Boas práticas para transparência e integridade

  • Publicize (no portal do município e no site do CMAS) as deliberações e os espelhos das programações, preservando dados sensíveis. Isso reduz dúvidas e aumenta a confiança pública.

  • Padronize processos: um processo administrativo por programação, com trilha de documentos e registros de reprogramação e encerramento.  

  • Integração CMAS–gestão: alinhar cronogramas de reuniões do conselho aos prazos de início de execução para evitar devoluções e garantir tempestividade.

Como obter/regular o acesso

De acordo com os normativos vigentes (dez/2024), o gestor(a) municipal acessa o EstruturaSUAS, podendo indicar administrador adjunto; cadastros no CadSUAS devem estar vigentes. O sistema exige login Gov.br com autenticação em dois fatores. Técnicos com delegação preenchem e anexam, mas o envio ao CMAS é reservado ao perfil gestor.   
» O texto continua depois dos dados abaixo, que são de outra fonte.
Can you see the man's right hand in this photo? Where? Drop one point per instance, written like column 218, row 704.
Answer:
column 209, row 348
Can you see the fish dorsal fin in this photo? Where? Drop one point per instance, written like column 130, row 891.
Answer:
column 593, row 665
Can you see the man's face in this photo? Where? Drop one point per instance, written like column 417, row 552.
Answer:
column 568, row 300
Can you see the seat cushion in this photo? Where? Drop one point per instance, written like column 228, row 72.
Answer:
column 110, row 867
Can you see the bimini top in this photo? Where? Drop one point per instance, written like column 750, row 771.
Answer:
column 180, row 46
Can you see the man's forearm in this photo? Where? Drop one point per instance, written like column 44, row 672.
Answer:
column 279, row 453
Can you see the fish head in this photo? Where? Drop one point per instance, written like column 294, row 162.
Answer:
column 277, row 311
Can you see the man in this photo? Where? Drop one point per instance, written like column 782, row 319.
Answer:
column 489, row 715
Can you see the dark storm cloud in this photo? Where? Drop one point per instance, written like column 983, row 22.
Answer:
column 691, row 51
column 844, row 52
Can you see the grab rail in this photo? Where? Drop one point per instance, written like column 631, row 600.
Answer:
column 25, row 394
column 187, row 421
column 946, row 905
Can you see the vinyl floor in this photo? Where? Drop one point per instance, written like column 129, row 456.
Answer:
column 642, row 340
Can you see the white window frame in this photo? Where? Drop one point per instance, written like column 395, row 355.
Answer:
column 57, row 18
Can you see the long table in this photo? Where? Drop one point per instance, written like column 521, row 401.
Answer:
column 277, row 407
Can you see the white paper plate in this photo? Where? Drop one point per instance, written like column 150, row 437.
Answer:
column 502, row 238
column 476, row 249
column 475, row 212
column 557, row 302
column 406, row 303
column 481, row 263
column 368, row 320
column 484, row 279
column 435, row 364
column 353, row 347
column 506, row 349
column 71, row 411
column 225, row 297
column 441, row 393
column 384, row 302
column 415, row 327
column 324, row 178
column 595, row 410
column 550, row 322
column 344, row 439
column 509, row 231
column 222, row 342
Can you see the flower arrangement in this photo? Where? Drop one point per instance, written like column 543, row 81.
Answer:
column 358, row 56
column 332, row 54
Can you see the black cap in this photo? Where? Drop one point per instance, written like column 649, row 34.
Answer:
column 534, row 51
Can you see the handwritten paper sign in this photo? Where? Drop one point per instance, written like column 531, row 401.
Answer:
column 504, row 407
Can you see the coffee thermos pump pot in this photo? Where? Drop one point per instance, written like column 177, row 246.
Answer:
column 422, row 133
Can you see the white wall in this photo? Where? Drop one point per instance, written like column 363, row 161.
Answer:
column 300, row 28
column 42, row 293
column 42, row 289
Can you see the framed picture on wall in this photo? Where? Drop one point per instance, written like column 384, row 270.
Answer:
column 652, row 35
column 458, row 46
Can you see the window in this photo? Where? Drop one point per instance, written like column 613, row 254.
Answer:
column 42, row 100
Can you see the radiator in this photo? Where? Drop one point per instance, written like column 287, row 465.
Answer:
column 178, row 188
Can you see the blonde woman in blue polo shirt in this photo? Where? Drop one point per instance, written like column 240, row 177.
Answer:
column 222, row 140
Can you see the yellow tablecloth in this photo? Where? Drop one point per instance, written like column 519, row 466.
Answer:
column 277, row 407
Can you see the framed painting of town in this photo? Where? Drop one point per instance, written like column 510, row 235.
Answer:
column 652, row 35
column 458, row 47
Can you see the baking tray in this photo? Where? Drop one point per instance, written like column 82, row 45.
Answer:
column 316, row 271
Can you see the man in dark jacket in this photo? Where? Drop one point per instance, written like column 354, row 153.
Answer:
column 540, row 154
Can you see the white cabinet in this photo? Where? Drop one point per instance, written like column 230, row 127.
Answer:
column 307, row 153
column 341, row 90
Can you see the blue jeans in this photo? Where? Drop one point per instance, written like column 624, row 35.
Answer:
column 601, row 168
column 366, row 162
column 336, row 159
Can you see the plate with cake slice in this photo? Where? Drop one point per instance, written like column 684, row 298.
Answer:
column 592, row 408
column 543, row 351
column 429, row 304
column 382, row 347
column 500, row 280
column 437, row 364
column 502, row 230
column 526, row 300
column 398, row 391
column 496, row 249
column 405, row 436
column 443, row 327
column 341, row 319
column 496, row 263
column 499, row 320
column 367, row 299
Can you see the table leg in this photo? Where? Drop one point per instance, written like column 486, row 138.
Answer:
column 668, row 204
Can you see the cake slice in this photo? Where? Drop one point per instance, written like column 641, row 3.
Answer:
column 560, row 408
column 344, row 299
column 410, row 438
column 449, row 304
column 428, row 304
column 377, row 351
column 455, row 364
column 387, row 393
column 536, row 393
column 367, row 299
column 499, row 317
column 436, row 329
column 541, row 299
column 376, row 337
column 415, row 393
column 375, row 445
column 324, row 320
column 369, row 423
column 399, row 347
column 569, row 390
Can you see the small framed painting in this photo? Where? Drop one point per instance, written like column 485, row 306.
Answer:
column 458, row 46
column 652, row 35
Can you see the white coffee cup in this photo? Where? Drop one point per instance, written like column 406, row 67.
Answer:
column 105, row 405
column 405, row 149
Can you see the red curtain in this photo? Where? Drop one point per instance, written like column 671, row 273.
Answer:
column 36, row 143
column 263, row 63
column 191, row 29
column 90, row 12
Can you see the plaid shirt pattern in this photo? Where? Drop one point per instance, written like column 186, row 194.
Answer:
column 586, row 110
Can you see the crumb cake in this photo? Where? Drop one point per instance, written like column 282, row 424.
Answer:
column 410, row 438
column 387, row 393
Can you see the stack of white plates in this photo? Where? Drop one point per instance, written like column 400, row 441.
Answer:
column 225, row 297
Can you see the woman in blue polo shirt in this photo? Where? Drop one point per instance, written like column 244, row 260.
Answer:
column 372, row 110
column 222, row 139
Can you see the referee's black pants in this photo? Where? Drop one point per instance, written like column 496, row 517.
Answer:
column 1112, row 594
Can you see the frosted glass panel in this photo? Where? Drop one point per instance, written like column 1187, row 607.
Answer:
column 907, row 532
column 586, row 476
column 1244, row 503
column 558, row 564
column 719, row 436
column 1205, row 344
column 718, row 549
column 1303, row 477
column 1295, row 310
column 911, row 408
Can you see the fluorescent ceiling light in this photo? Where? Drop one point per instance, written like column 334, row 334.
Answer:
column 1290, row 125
Canais de suporte FNAS: fnas.convenios@mds.gov.br | (61) 2030-1762 | (61) 2030-1716.

Conclusão

O EstruturaSUAS inaugura um padrão de transparência e governança para as emendas no SUAS. Para o CMAS, isso significa acessar informações que antes eram incompletas, difusas ou tardias, com capacidades reforçadas de deliberação, monitoramento e verificação. Para os gestores, reduz riscos de execução (prazos, vedações e limites) e melhora a previsibilidade do fluxo, desde o plano de ação até a prestação de contas. A condição para colher esses ganhos é arrumar a casa: CadSUAS vigente, perfis e delegações corretas, processos padronizados e agenda do conselho sincronizada com os prazos do sistema.  

Referências-base (dez/2024–2025): Portaria MDS nº 1.044/2024 (fundo a fundo/219G), Resolução CIT nº 17/2024, Resolução CNAS/MDS nº 177/2024 e Portaria SNAS nº 104/2024 (rol de itens), conforme consolidado no material do FNAS sobre o EstruturaSUAS.